I am not sure this is a step in the right direction

@Rudi_Birnbaum I'm reading the thing

8:26 PM

Dont worry too much about it, its just a talk.

do you think they have a chance of knowing the $\bigwedge$ notation for exterior product ?

though I still don't like putting that next to $Sym^n$

I know there is one person who knows about it, a good friend

but not the rest

i found it out in a discussion today

"for an irrep E of a group blablabla, then Gamma_R_z |H = ..." you are doing it again

you are telling a story with a group G, a subgroup H, and an irrep E of G

and then all of a sudden

Gamma_R_z comes in the story

kills E

kills the audience

and goes away

I can go with Alt^2 E

yes you should do that

8:31 PM

@mercio that looks like a binomial theorem

except it is not

but then I need to show that its id to rotz

@mercio yeah, those factors of k^k etc make that not work

bphi

A homework question says "show that G/H has a natural group structure", does that mean "normal subgroup"?

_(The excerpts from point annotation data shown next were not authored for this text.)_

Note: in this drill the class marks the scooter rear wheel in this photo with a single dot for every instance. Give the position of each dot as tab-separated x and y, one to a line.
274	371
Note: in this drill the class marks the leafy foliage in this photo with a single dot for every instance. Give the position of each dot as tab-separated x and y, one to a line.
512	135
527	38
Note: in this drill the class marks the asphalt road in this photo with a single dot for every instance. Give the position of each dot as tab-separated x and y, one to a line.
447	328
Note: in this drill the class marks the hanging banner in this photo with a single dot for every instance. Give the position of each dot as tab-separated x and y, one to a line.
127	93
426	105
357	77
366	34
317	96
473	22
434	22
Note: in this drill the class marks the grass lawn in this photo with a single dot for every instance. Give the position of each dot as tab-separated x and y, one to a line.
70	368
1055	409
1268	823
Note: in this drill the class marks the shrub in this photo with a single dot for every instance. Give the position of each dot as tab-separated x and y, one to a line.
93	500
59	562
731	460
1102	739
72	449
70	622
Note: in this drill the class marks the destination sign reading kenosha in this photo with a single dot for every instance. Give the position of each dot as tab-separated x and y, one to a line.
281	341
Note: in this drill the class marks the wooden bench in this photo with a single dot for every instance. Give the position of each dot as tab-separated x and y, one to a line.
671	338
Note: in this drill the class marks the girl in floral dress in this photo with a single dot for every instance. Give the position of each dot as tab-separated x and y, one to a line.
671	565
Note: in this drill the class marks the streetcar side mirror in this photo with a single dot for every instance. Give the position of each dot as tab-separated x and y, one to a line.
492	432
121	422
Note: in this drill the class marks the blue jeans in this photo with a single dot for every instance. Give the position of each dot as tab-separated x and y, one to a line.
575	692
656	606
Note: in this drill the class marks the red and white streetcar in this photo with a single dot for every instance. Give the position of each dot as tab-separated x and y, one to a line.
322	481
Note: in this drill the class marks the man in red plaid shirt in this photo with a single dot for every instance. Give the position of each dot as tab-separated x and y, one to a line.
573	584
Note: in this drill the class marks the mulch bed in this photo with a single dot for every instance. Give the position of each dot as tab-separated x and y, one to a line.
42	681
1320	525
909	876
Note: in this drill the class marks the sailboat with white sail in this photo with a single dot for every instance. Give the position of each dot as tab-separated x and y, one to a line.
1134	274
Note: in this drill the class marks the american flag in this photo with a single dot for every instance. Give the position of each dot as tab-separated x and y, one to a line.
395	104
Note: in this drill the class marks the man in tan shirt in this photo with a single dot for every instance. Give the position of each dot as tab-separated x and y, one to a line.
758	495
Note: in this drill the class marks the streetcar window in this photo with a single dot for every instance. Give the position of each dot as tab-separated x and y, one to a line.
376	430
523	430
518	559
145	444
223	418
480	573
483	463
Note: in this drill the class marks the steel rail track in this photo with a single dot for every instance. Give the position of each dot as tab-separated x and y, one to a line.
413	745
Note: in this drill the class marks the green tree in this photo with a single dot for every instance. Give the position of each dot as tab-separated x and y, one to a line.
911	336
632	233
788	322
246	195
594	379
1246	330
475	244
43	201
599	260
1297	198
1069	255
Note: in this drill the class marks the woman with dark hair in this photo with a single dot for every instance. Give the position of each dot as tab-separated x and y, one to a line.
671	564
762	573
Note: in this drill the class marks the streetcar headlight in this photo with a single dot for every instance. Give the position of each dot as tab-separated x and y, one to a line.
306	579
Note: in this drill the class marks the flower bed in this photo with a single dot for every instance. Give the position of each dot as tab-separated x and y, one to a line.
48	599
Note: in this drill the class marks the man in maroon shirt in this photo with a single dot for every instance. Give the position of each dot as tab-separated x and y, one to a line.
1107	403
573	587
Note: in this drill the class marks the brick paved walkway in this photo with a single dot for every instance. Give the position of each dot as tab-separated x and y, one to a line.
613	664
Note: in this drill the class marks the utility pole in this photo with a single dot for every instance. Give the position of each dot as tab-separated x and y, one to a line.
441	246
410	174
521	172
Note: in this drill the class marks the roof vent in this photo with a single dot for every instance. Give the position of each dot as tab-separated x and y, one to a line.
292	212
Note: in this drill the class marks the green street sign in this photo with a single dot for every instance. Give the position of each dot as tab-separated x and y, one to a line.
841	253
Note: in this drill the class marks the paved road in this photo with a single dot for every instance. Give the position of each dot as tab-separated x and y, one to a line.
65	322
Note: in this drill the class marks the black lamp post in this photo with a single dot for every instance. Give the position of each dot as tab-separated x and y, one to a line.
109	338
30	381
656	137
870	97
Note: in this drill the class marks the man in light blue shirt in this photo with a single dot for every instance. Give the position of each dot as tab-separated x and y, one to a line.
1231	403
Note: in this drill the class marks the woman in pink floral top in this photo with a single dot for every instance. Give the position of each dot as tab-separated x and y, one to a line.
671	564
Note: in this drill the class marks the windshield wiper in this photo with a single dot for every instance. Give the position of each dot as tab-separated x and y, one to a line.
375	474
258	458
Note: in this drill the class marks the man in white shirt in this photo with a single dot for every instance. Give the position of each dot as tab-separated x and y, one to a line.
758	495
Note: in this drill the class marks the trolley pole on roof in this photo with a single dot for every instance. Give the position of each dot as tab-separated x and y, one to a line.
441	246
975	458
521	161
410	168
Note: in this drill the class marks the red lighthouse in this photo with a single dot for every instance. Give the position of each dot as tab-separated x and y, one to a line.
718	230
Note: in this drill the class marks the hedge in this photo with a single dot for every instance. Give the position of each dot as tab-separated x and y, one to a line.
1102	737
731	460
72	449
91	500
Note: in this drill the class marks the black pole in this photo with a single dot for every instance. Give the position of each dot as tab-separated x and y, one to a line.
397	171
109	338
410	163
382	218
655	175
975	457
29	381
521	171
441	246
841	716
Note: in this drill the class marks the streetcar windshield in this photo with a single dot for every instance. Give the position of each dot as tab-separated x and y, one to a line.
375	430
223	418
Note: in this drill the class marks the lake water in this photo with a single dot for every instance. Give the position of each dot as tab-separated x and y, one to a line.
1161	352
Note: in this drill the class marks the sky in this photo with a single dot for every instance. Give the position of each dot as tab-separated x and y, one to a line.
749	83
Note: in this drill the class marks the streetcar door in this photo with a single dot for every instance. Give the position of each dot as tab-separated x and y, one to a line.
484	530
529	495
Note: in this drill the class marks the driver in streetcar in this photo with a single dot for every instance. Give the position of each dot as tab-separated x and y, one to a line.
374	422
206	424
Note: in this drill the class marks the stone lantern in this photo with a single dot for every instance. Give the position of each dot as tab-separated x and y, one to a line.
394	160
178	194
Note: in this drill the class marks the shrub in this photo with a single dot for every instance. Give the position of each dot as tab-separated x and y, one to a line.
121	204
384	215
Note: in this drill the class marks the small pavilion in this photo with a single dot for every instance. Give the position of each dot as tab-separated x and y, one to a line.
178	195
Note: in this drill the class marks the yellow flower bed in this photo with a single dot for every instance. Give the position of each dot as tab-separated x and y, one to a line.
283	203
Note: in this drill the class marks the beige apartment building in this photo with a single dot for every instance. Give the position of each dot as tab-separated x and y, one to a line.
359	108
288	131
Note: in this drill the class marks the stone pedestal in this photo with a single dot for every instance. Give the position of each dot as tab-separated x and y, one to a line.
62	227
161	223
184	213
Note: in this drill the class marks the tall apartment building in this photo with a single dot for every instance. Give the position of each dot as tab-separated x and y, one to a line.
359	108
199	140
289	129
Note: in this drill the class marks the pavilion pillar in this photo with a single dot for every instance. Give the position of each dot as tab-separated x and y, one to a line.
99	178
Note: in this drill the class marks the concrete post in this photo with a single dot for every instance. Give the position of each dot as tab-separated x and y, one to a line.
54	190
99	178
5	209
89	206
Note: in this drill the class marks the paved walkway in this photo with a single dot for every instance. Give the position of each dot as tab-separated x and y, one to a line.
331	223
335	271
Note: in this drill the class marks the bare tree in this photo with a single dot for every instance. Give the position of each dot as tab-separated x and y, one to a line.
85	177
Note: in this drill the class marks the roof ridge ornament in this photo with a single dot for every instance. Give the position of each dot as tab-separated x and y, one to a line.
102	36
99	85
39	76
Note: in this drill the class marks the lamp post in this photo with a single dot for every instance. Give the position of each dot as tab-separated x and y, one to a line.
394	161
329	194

you need to explain at one point that if your representation stabilizes the xy plane and the z axis, then Rotz is the action on the (x^y) axis

which is obtained by taking the exterior product of the plane representation with itself

@bphi not necessarily

8:35 PM

@mercio ok

bphi

@mercio G=S3, H=A3

what is the size of G/H

@Rudi_Birnbaum when you set the story with just a group G, a subgroup H, and a 2dim irrep E, you are not talking about a representation into O(3) so you are not talking about a Gamma Rot z, not yet anyway

you could mention that E is the xy plane, it would help

bphi

3?

= [(A ⊗ A) ⊕ (B ⊗ B) ⊕ (A ⊗ B)]|H is wrong

@bphi no

@mercio what then?

8:38 PM

I don't like the bracket notation

Its used all over in chem ...

the bracket notation only makes sense when there is a tensor square inside

so when you start decomposing it it looks weird

I think its simply the anti symmetric part of a tensor

and you should have two (A * B) terms

bit they span the same space

8:39 PM

see

confusing !

maybe one A * B and one B * A ?

so adding them doesn't dp anything I thought

oh

F^n(A+B) = sum F^k(A) tensor F^(n-k)(B) is pretty much well known for F^n = nth symmetric power or nth exterior power

aside from that little inaccuracy it should be okay

I have to sleep now, tomorrow is another tough day from 7:30 to 23:00 program ...

CU

good night

@mercio as confirmation of your suspicion earlier: oeis.org/A000272

"a(n) is also the number of ways of expressing an n-cycle in the symmetric group S_n as a product of n-1 transpositions"

8:52 PM

mhm

my usual approach when doing permutation stuff is to try to get insight from a string diagram

it's always surprising how many interpretations of combinatorial sequences there are

ya

If $G_c(i \omega) = \dfrac{G_o(i\omega)}{1+G_o(i\omega)}$ and $|G_c(iw)| \leq \dfrac{1}{\sqrt{2}}$ then does it follow $|G_o(i\omega)| \leq \sqrt{2}$?